Tempo, um senhor soberano
- Daniela Abarca
- 11 de out. de 2019
- 3 min de leitura

“Peço-te o prazer legítimo E o movimento preciso Tempo tempo tempo tempo Quando o tempo for propício Tempo tempo tempo tempo
De modo que o meu espírito Ganhe um brilho definido Tempo tempo tempo tempo E eu espalhe benefícios Tempo tempo tempo tempo”
Caetano Veloso
Faz tempo...quanto tempo...É assim escrevendo sobre o tempo que retomo o prazer de registrar e compartilhar aqui minhas reflexões. A reflexão de hoje pousa na serenidade da minha relação de hoje com este “senhor tão bonito” como dizia Caetano na obra prima que é a canção Oração ao Tempo.

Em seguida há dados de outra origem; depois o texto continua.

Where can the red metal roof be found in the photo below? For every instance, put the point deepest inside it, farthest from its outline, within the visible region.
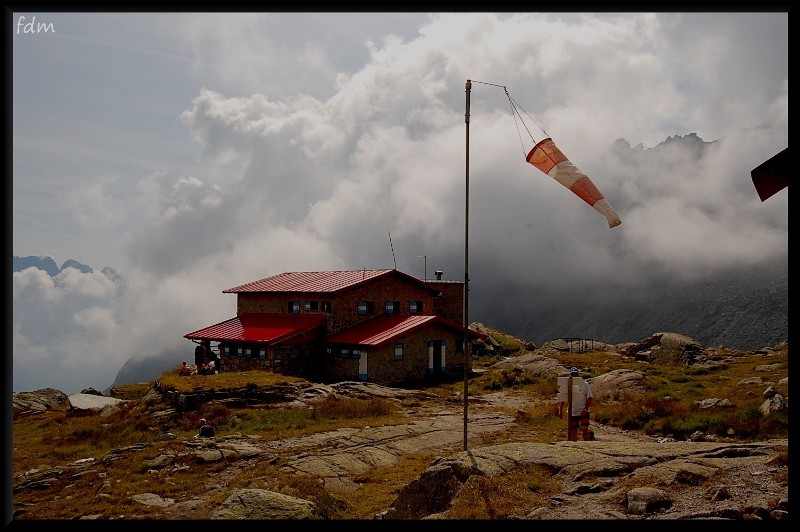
(332, 281)
(257, 327)
(384, 329)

Há muito ouvimos as pessoas dizerem, talvez desde que somos muito pequenos, confia no tempo que ele sabe de tudo e tudo resolve. Mas confiar e se permitir entregar-se aos seus braços me parece uma tarefa bem mais complexa.
Na urgência que marca nossa vida cotidiana e no afã de que se há tudo por fazer e quase nada de tempo para tanto, nos vemos numa tentativa vã de controle do tempo, das variáveis e pessoas vistas muitas vezes como objetos os quais estão sob nossa posse. E assim acabamos atropelando os próprios pés como palhaços com seus sapatões. Penso por vezes no tempo como um senhor poderoso que ri de nós ao nos assistir buscando freneticamente acelerar as coisas, como aquele que tenta passar a perna em seu senhorio.
Procuro realizar - e hoje me sinto mais próxima disso - o fato que é no tolerar a falta de controle sobre as coisas que repousa a oportunidade de se adquirir algum pouco de sabedoria que seja. Aguardar, serenar o coração perante o que não nos cabe controlar e nos consome energia e presença. Presença já que é para o futuro que a ansiedade nos joga, assim como para o passado que o saudosismo e o remorso nos lança.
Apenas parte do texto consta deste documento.